The primary pathway for women into the criminal justice system is early and continued trauma, said Alyssa Benedict, a national prison reform expert.

“Cyntoia’s story highlights how young, poor girls and women who are surviving these unstable and oppressive situations in their communities are literally being punished for it,” she said. “They are surviving poverty, violence and trauma on a daily basis and our system has not been designed to see that or to respond to it in a meaningful way.”

Brown’s victory came after years of hard work by prison reform advocates in Tennessee and beyond. In 2017, her story caught the attention of celebrities like Rihanna and Kim Kardashian West, who helped to push her case into national awareness.

“Brown is not an anomaly. There are countless other Cyntoia Browns in prison because of acts they took to survive, criminal justice reform advocates say.”

While women are incarcerated far less than men, they are currently the fastest-growing segment of the American prison population.

Most women in prison did not commit violent crimes to get there, but rather nonviolent offenses involving drugs, sex work and property crimes, such as shoplifting and fraud. Many reasons why women are locked up are directly connected to issues of mental health, poverty and addiction, Benedict said. Incarcerated women report high rates of mental illness and drug use.

“The behaviors that get them into the system tend to be geared towards survival,” she said.

For women with a history of abuse, incarceration can further victimize them, said Brenda Smith, a law professor at American University. Young women are extra vulnerable to sexual abuse by prison staff, she added.

Criminal justice reform advocates who are buoyed by the decision to free Brown are still hard at work for other women sharing her plight. In New York, advocates are pressing Gov. Andrew Cuomo (D) to use his clemency power to free women who are currently incarcerated for crimes related to their abuse.

“For every win where there is a collective sigh of relief, I’m still holding my breath for the women who have not received that same type of freedom from oppression,” Benedict said. “There are thousands and thousands of women alongside Cyntoia who are suffering right now unnecessarily.”

Brown was born to a teenage mother who struggled with drug and alcohol use. As a young child, she was adopted, but later ran away. At 16, she was living with a man who went by the name “Cut Throat,” who she said was sexually and physically abusive to her and forced her into prostitution. He told her “some people were born whores, and that I was one,” she later testified.

On Aug. 7, 2004, Johnny Allen, a real estate agent, solicited Brown for sex. He took her to his house, she said, and showed her some of the guns he owned. He started acting strangely and violently grabbed her, she added. Scared for her life, she later told the court, she took a gun out of her purse that Cut Throat had given her for protection and shot him.

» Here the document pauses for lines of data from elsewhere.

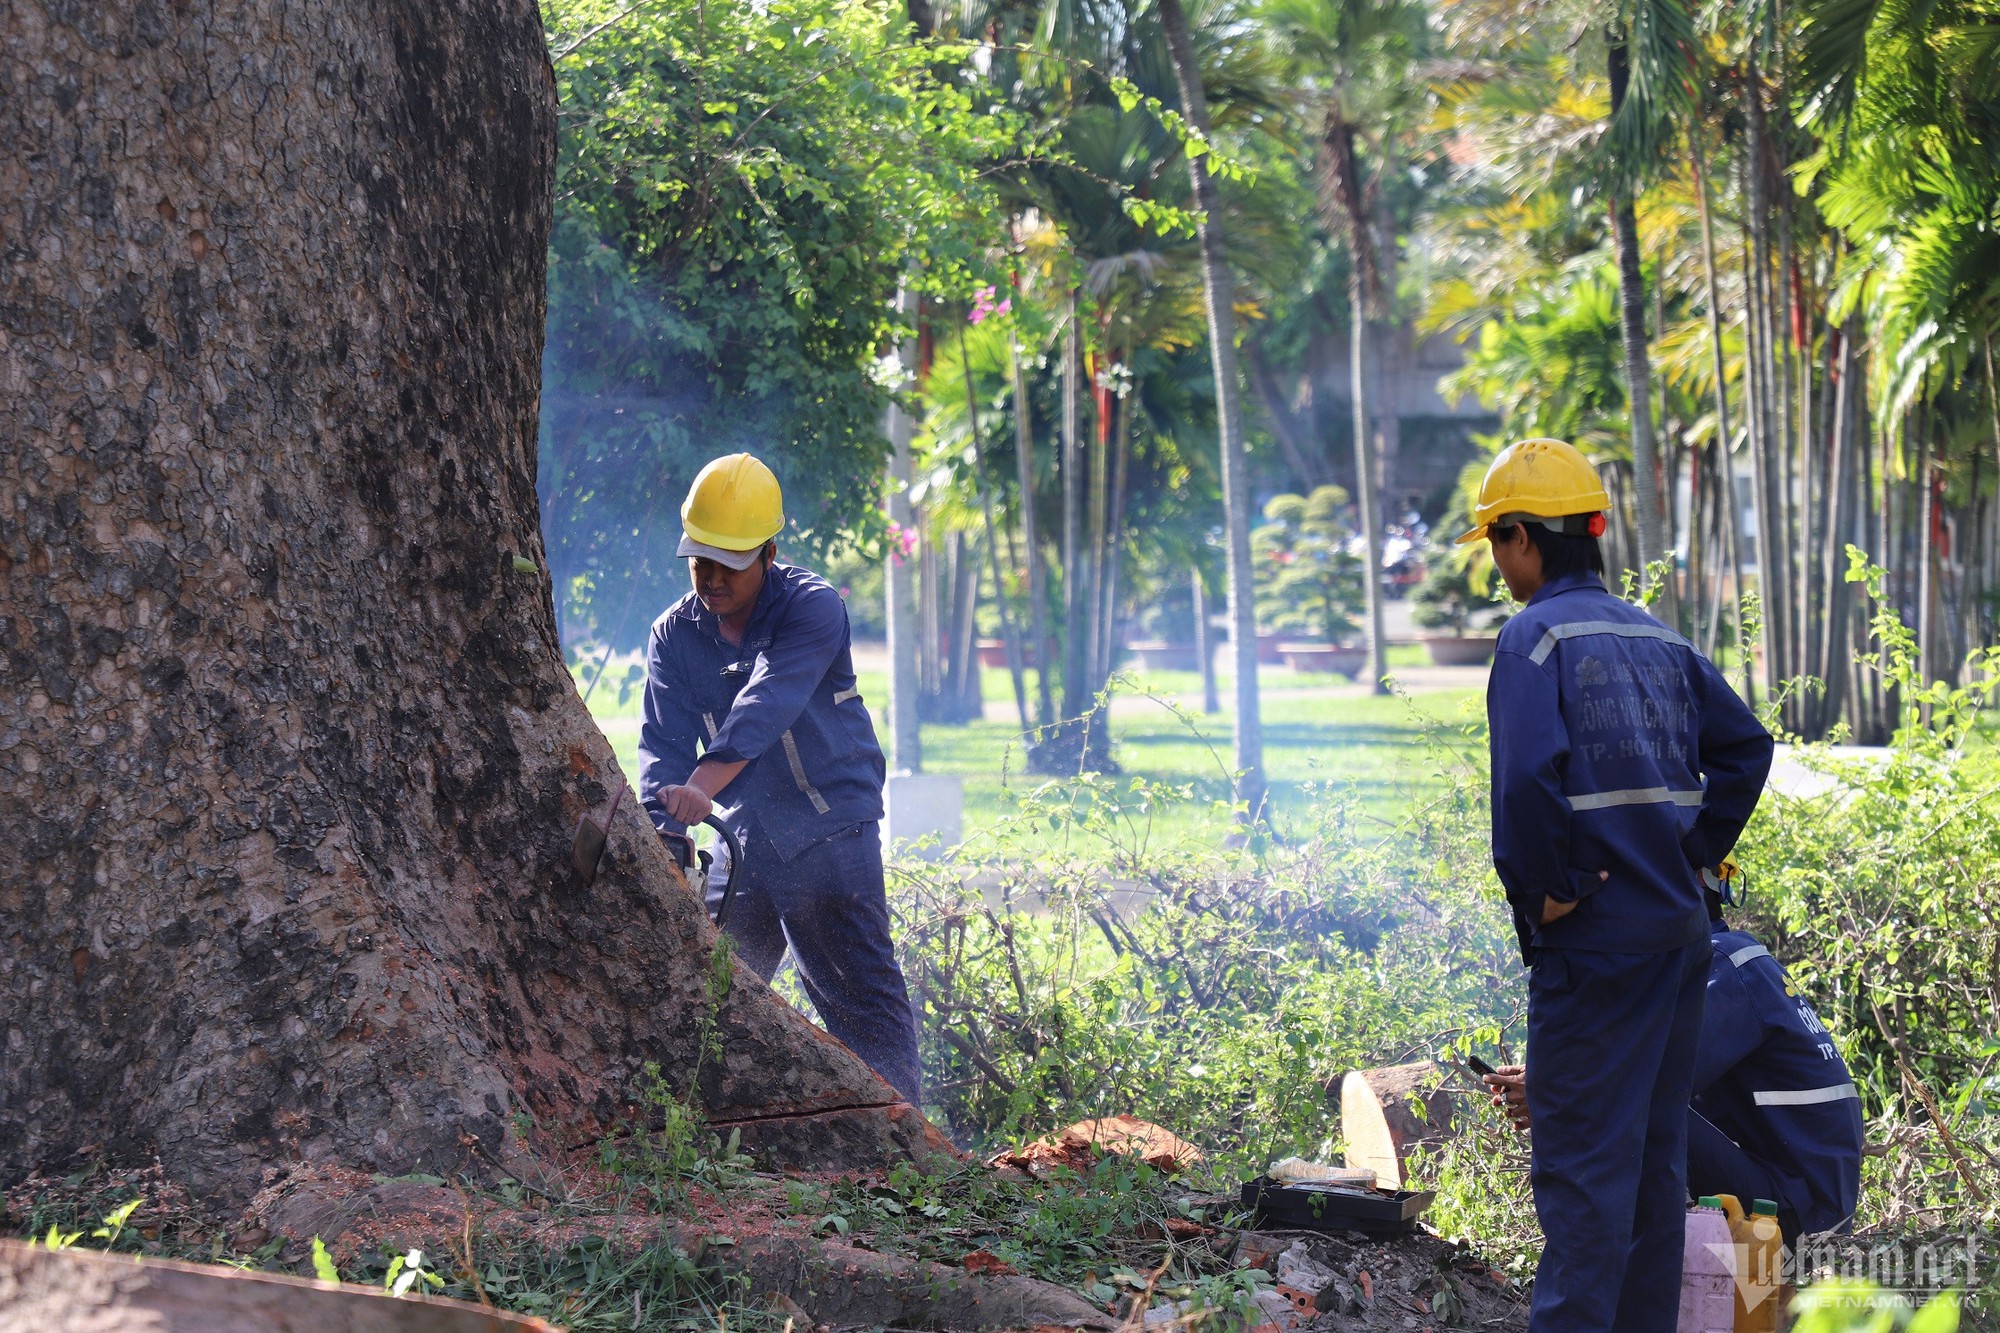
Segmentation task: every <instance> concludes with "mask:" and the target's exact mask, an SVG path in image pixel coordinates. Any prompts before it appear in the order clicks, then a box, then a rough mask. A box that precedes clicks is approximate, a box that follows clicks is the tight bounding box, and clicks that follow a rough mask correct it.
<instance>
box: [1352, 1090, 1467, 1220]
mask: <svg viewBox="0 0 2000 1333" xmlns="http://www.w3.org/2000/svg"><path fill="white" fill-rule="evenodd" d="M1450 1133H1452V1095H1450V1093H1448V1091H1444V1087H1442V1085H1440V1081H1438V1067H1436V1065H1432V1063H1430V1061H1416V1063H1414V1065H1388V1067H1384V1069H1356V1071H1354V1073H1350V1075H1346V1077H1344V1079H1342V1081H1340V1137H1342V1139H1346V1143H1348V1165H1350V1167H1366V1169H1370V1171H1374V1173H1376V1187H1380V1189H1402V1187H1404V1175H1402V1169H1404V1163H1406V1161H1408V1159H1410V1151H1412V1149H1416V1147H1420V1145H1436V1143H1444V1139H1448V1137H1450Z"/></svg>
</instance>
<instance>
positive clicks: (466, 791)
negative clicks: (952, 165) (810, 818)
mask: <svg viewBox="0 0 2000 1333" xmlns="http://www.w3.org/2000/svg"><path fill="white" fill-rule="evenodd" d="M0 36H4V42H0V50H4V56H0V60H4V66H0V68H4V84H6V88H8V96H6V102H4V108H6V110H4V114H6V132H8V138H10V142H12V144H14V148H12V150H10V152H8V154H6V156H4V158H0V232H4V236H6V250H4V254H6V260H4V262H6V268H4V272H0V282H4V290H0V440H4V444H0V494H6V496H8V500H6V506H4V510H0V829H4V831H6V837H4V839H0V1015H4V1017H0V1049H4V1051H6V1057H4V1077H0V1179H16V1177H20V1175H22V1173H26V1171H32V1169H38V1167H46V1165H60V1163H62V1161H64V1159H66V1157H68V1155H70V1153H74V1151H78V1149H84V1147H86V1145H102V1149H104V1151H106V1153H110V1155H114V1157H122V1159H146V1157H150V1155H152V1153H158V1155H160V1157H162V1159H164V1163H166V1167H168V1169H170V1171H172V1173H174V1175H178V1177H182V1179H186V1181H190V1183H192V1185H194V1187H198V1189H200V1191H204V1193H212V1195H222V1197H230V1195H234V1197H240V1195H244V1193H248V1191H250V1189H256V1185H258V1177H260V1171H262V1167H264V1165H268V1163H274V1161H286V1159H312V1161H340V1163H348V1165H356V1167H364V1169H376V1171H388V1173H406V1171H414V1169H418V1167H422V1169H424V1171H438V1173H450V1171H456V1169H478V1167H482V1165H488V1163H496V1161H500V1159H502V1157H506V1155H510V1153H512V1151H516V1145H514V1143H510V1135H512V1129H510V1117H512V1115H514V1113H526V1115H532V1117H534V1119H536V1121H540V1123H544V1125H550V1127H560V1129H562V1131H564V1133H566V1135H578V1133H582V1135H588V1133H602V1131H606V1129H610V1127H612V1125H614V1123H616V1121H620V1117H622V1115H626V1111H628V1109H630V1103H632V1099H634V1083H636V1081H638V1075H640V1071H642V1067H644V1065H646V1063H648V1061H658V1063H660V1067H662V1071H664V1075H666V1079H668V1081H670V1085H674V1087H686V1085H688V1081H690V1079H692V1075H694V1069H696V1065H698V1049H700V1045H702V1041H704V1035H706V1031H704V1029H706V1021H704V1019H706V1015H708V1013H710V987H708V959H710V953H712V949H714V947H716V935H714V931H712V929H710V927H708V923H706V919H704V913H702V911H700V907H698V905H696V901H694V899H692V897H690V895H688V891H686V887H684V885H682V883H680V879H678V877H676V875H674V871H672V867H670V863H668V857H666V853H664V851H662V847H660V843H658V839H656V837H654V833H652V829H650V827H648V825H646V823H644V819H642V817H640V813H638V803H636V801H624V803H622V811H620V817H618V821H616V825H614V827H612V837H610V847H608V851H606V855H604V865H602V871H600V875H598V877H596V883H594V885H592V887H588V889H574V887H572V883H570V835H572V829H574V827H576V821H578V817H580V815H582V813H584V811H588V809H594V807H596V809H602V807H604V805H608V801H610V787H612V785H614V783H616V773H618V767H616V761H614V759H612V751H610V747H608V745H606V743H604V739H602V737H600V735H598V731H596V729H594V727H592V723H590V719H588V715H586V713H584V709H582V705H580V703H578V699H576V691H574V689H572V685H570V679H568V673H566V671H564V667H562V658H560V652H558V644H556V626H554V616H552V606H550V584H548V578H546V572H544V568H542V554H540V536H538V524H536V498H534V442H536V392H538V364H540V348H542V278H544V246H546V236H548V222H550V214H548V210H550V196H548V182H550V162H552V152H554V80H552V74H550V68H548V60H546V54H544V46H542V30H540V22H538V16H536V8H534V4H532V2H530V0H490V2H486V4H474V2H470V0H424V2H422V4H418V2H416V0H316V2H312V4H300V2H296V0H244V2H242V4H234V6H224V8H222V10H204V12H202V16H200V18H194V16H182V14H180V10H178V8H170V6H164V4H130V6H70V4H62V6H56V4H42V2H36V0H22V4H14V6H10V8H6V10H4V12H0ZM716 1033H718V1039H720V1049H722V1055H720V1057H718V1059H710V1061H706V1063H702V1065H700V1071H702V1073H700V1083H698V1087H700V1095H702V1099H704V1101H706V1107H708V1111H710V1113H712V1115H714V1117H718V1119H728V1121H744V1125H746V1133H744V1137H746V1141H762V1143H764V1145H766V1147H770V1149H774V1155H778V1157H800V1159H814V1157H818V1159H820V1161H824V1159H828V1157H848V1159H876V1161H880V1159H882V1157H884V1155H886V1153H898V1151H906V1149H908V1147H910V1145H916V1143H920V1141H922V1137H924V1133H926V1127H924V1125H922V1121H920V1119H918V1117H916V1115H914V1113H910V1111H908V1107H900V1105H898V1101H896V1095H894V1093H892V1091H890V1089H888V1087H886V1085H884V1083H880V1081H878V1079H876V1077H874V1075H872V1073H870V1071H868V1069H866V1067H864V1065H862V1063H860V1061H858V1059H856V1057H852V1055H850V1053H848V1051H846V1049H842V1047H840V1045H836V1043H834V1041H832V1039H828V1037H824V1035H820V1033H816V1031H814V1029H810V1027H808V1025H806V1023H804V1021H802V1019H798V1017H796V1015H794V1013H792V1011H790V1009H788V1007H786V1005H782V1003H780V1001H776V997H772V993H770V991H768V989H766V987H764V985H760V983H758V981H756V979H754V977H750V975H748V973H742V971H738V973H736V975H734V981H732V985H730V987H728V993H726V995H724V997H722V1001H720V1011H718V1015H716ZM788 1145H790V1149H788ZM834 1147H842V1149H844V1151H834Z"/></svg>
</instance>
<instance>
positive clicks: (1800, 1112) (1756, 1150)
mask: <svg viewBox="0 0 2000 1333" xmlns="http://www.w3.org/2000/svg"><path fill="white" fill-rule="evenodd" d="M1708 911H1710V937H1708V945H1710V957H1708V999H1706V1005H1704V1011H1702V1041H1700V1047H1698V1051H1696V1057H1694V1103H1692V1105H1690V1107H1688V1195H1690V1197H1694V1199H1698V1197H1702V1195H1736V1197H1738V1199H1742V1201H1750V1199H1774V1201H1776V1203H1778V1225H1780V1227H1784V1237H1786V1241H1788V1243H1792V1241H1796V1239H1798V1237H1800V1235H1806V1233H1812V1231H1846V1229H1848V1227H1850V1223H1852V1221H1854V1205H1856V1203H1858V1199H1860V1191H1862V1111H1860V1101H1858V1093H1856V1089H1854V1081H1852V1079H1850V1077H1848V1067H1846V1063H1844V1061H1842V1059H1840V1051H1836V1049H1834V1043H1832V1039H1830V1037H1828V1035H1826V1027H1824V1025H1822V1023H1820V1017H1818V1015H1816V1013H1814V1011H1812V1005H1810V1003H1806V999H1804V997H1802V995H1798V991H1796V989H1794V987H1792V979H1790V977H1786V973H1784V969H1782V967H1780V965H1778V961H1776V959H1774V957H1770V951H1768V949H1764V945H1760V943H1756V939H1752V937H1750V935H1748V933H1744V931H1732V929H1728V923H1724V921H1722V895H1720V893H1718V891H1716V889H1710V891H1708ZM1486 1083H1488V1087H1492V1089H1494V1103H1500V1105H1506V1111H1508V1117H1510V1119H1512V1121H1514V1125H1516V1127H1518V1129H1530V1127H1532V1123H1534V1117H1532V1115H1530V1113H1528V1097H1526V1091H1524V1087H1522V1071H1520V1067H1518V1065H1514V1067H1508V1069H1498V1071H1494V1073H1492V1075H1488V1077H1486Z"/></svg>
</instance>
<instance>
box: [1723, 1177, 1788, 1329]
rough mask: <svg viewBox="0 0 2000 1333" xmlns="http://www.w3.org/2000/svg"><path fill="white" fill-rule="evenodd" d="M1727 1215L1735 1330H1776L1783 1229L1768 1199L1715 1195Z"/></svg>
mask: <svg viewBox="0 0 2000 1333" xmlns="http://www.w3.org/2000/svg"><path fill="white" fill-rule="evenodd" d="M1714 1201H1716V1205H1718V1207H1720V1209H1722V1213H1724V1215H1726V1217H1728V1219H1730V1241H1734V1249H1736V1255H1734V1263H1736V1271H1734V1279H1736V1333H1776V1331H1778V1329H1782V1327H1784V1305H1786V1301H1784V1231H1782V1229H1780V1227H1778V1205H1776V1203H1772V1201H1770V1199H1756V1201H1752V1203H1750V1215H1748V1217H1744V1205H1742V1201H1740V1199H1736V1195H1714Z"/></svg>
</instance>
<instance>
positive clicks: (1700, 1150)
mask: <svg viewBox="0 0 2000 1333" xmlns="http://www.w3.org/2000/svg"><path fill="white" fill-rule="evenodd" d="M1794 1193H1796V1191H1794V1187H1792V1183H1790V1181H1786V1179H1784V1177H1780V1175H1778V1173H1776V1171H1774V1169H1772V1167H1770V1163H1764V1161H1758V1159H1756V1157H1752V1155H1750V1153H1746V1151H1744V1149H1742V1145H1738V1143H1736V1141H1734V1139H1730V1137H1728V1135H1726V1133H1722V1131H1720V1129H1716V1127H1714V1125H1712V1123H1710V1121H1708V1119H1704V1117H1702V1113H1700V1111H1688V1197H1692V1199H1700V1197H1702V1195H1736V1201H1738V1203H1742V1205H1744V1209H1746V1211H1748V1207H1750V1205H1752V1203H1754V1201H1758V1199H1770V1201H1772V1203H1776V1205H1778V1227H1782V1229H1784V1239H1786V1243H1792V1241H1798V1209H1796V1207H1792V1199H1794Z"/></svg>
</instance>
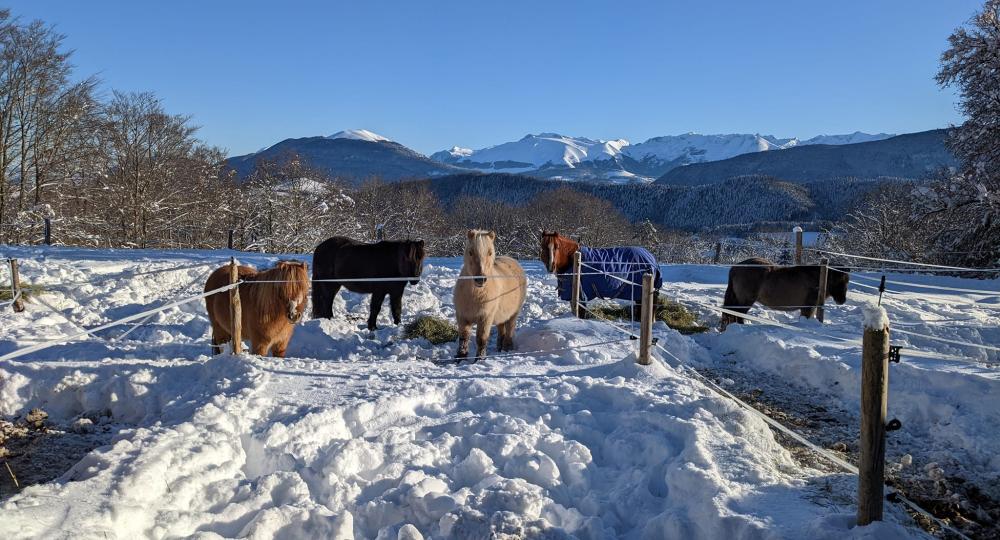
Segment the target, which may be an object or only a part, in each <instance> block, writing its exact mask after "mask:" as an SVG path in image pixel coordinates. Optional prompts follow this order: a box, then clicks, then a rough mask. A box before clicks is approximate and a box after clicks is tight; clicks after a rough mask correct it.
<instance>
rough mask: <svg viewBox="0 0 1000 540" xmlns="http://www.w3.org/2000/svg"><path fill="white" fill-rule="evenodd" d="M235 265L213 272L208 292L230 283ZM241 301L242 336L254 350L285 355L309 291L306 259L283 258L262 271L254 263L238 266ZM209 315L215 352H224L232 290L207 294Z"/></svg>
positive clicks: (206, 288) (261, 351)
mask: <svg viewBox="0 0 1000 540" xmlns="http://www.w3.org/2000/svg"><path fill="white" fill-rule="evenodd" d="M231 269H232V265H231V264H227V265H225V266H223V267H222V268H219V269H217V270H215V271H214V272H212V275H210V276H208V282H207V283H205V292H208V291H211V290H214V289H218V288H219V287H224V286H226V285H228V284H229V274H230V272H231ZM237 271H238V272H239V276H240V279H241V280H243V283H242V284H240V286H239V289H238V290H239V294H240V305H241V306H242V319H241V320H242V324H241V325H240V326H241V328H242V330H243V334H242V335H243V338H244V339H249V340H250V350H251V352H253V354H258V355H261V356H266V355H267V354H268V353H269V352H270V353H271V354H272V355H273V356H276V357H278V358H284V357H285V349H287V348H288V342H289V341H290V340H291V339H292V332H293V331H294V330H295V323H297V322H299V320H301V319H302V313H303V312H304V311H305V309H306V297H307V296H308V294H309V272H308V270H307V269H306V263H304V262H299V261H281V262H279V263H278V264H276V265H275V266H274V268H271V269H270V270H264V271H262V272H259V271H257V269H255V268H253V267H251V266H238V267H237ZM205 307H206V308H207V309H208V318H209V320H210V321H211V322H212V354H219V353H221V352H222V344H223V343H226V342H227V341H230V340H231V339H232V335H233V334H232V327H233V326H232V325H233V323H232V315H231V313H230V307H229V291H224V292H220V293H215V294H213V295H211V296H206V297H205Z"/></svg>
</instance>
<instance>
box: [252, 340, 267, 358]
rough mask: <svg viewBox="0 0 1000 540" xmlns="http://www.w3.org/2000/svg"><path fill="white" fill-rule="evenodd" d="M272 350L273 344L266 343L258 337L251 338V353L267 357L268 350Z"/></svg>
mask: <svg viewBox="0 0 1000 540" xmlns="http://www.w3.org/2000/svg"><path fill="white" fill-rule="evenodd" d="M270 348H271V343H270V342H268V341H265V340H263V339H261V338H259V337H257V336H251V337H250V351H251V352H253V354H256V355H257V356H267V351H268V349H270Z"/></svg>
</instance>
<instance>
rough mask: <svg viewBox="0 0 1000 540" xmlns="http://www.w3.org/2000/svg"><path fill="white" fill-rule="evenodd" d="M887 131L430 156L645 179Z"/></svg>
mask: <svg viewBox="0 0 1000 540" xmlns="http://www.w3.org/2000/svg"><path fill="white" fill-rule="evenodd" d="M889 137H892V135H890V134H887V133H878V134H869V133H862V132H855V133H851V134H848V135H819V136H816V137H813V138H811V139H805V140H800V139H798V138H794V137H792V138H784V139H782V138H777V137H774V136H771V135H758V134H722V135H701V134H697V133H685V134H683V135H667V136H662V137H653V138H651V139H649V140H647V141H646V142H643V143H639V144H634V145H633V144H630V143H629V141H628V140H626V139H612V140H594V139H588V138H585V137H569V136H565V135H560V134H557V133H540V134H538V135H526V136H525V137H523V138H521V139H520V140H518V141H511V142H506V143H502V144H499V145H496V146H490V147H487V148H482V149H479V150H472V149H469V148H463V147H460V146H455V147H452V148H451V149H450V150H443V151H441V152H435V153H434V154H432V155H431V156H430V157H431V159H433V160H436V161H439V162H441V163H447V164H449V165H454V166H457V167H462V168H467V169H475V170H479V171H488V172H509V173H522V174H530V175H532V176H541V177H548V178H561V179H566V180H588V179H589V180H609V181H629V180H647V181H648V180H652V179H654V178H657V177H659V176H661V175H663V174H664V173H666V172H667V171H669V170H671V169H674V168H676V167H680V166H683V165H688V164H691V163H703V162H707V161H718V160H723V159H728V158H731V157H734V156H738V155H742V154H749V153H753V152H765V151H770V150H784V149H787V148H792V147H795V146H806V145H814V144H825V145H843V144H855V143H861V142H870V141H877V140H882V139H887V138H889Z"/></svg>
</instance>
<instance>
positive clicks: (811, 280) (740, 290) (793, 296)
mask: <svg viewBox="0 0 1000 540" xmlns="http://www.w3.org/2000/svg"><path fill="white" fill-rule="evenodd" d="M819 269H820V267H819V266H787V267H779V266H777V265H776V264H774V263H773V262H772V261H769V260H768V259H762V258H759V257H755V258H753V259H747V260H745V261H743V262H741V263H739V265H737V266H733V267H732V268H730V269H729V285H728V286H727V287H726V297H725V300H724V301H723V304H722V307H724V308H726V309H728V310H731V311H736V312H739V313H749V312H750V307H751V306H753V305H754V303H755V302H760V303H761V304H764V305H765V306H767V307H769V308H771V309H777V310H780V311H795V310H800V311H801V313H802V316H803V317H805V318H807V319H808V318H811V317H812V316H813V315H815V313H816V308H815V307H813V306H815V305H816V297H817V296H818V295H819ZM850 280H851V275H850V274H848V273H847V271H845V270H841V269H836V268H829V269H828V271H827V274H826V297H827V298H833V300H834V301H835V302H837V303H838V304H843V303H844V302H846V301H847V284H848V282H850ZM733 322H737V323H740V324H743V322H744V319H743V318H742V317H737V316H735V315H730V314H728V313H723V314H722V320H721V321H720V329H721V330H725V329H726V327H727V326H729V324H730V323H733Z"/></svg>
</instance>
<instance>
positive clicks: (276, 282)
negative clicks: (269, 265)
mask: <svg viewBox="0 0 1000 540" xmlns="http://www.w3.org/2000/svg"><path fill="white" fill-rule="evenodd" d="M253 280H254V281H261V282H262V283H260V284H259V285H260V286H261V289H260V295H259V296H258V297H257V303H258V304H259V305H260V307H262V308H268V307H272V306H279V305H280V306H282V310H283V311H284V312H285V314H286V315H287V316H288V320H289V321H291V322H293V323H297V322H299V320H301V319H302V313H303V312H304V311H305V309H306V295H307V294H308V293H309V269H308V266H307V265H306V263H304V262H302V261H278V264H276V265H274V268H271V269H270V270H265V271H263V272H258V273H257V275H256V276H254V277H253ZM268 281H274V282H275V283H266V282H268ZM278 282H280V283H278Z"/></svg>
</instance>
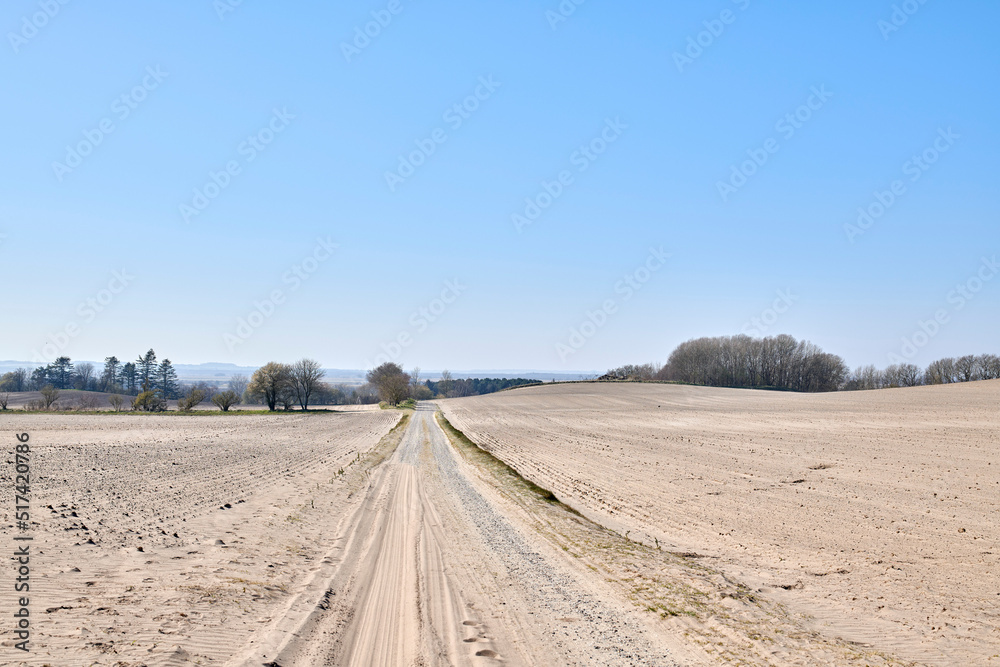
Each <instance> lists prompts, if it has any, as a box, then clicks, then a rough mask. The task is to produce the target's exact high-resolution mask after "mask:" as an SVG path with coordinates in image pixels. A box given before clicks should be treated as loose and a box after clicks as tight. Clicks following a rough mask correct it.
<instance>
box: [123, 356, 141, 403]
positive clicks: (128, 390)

Her case has some similarities to that of Bresha Meadows, a young girl in Ohio who fatally shot her father, who she said was abusive. She was charged with murder, and if tried as an adult, could have faced life in prison. After advocates organized around her case, she was offered a plea deal to avoid more time behind bars. She is now at home, free.

It is impossible to know for sure how many girls and women are incarcerated for acts they took to protect themselves from sexual or physical abuse, said Sue Osthoff, director of the National Clearinghouse for the Defense of Battered Women, which is a resource center for abused women who are charged with crimes related to their victimization.

“Do I think there are a lot of them? Yes,” she said. “Do I know how many? No. The data is just not kept.”

Piper Kerman, the author of “Orange is the New Black,” which later became a hit show on Netflix, said that she was thrilled to hear that Brown was granted clemency.

“Women suffer in hierarchical, patriarchal systems and this is nowhere more obvious than in prisons,” she said. “The #metoo movement reveals just how widespread sexual abuse and assault really are; the circumstances of girls and women in the criminal punishment system put this into stark relief.”

Kerman said she believed there were thousands more women and girls like Brown in American prisons and jails.

“They need to see freedom too,” she said.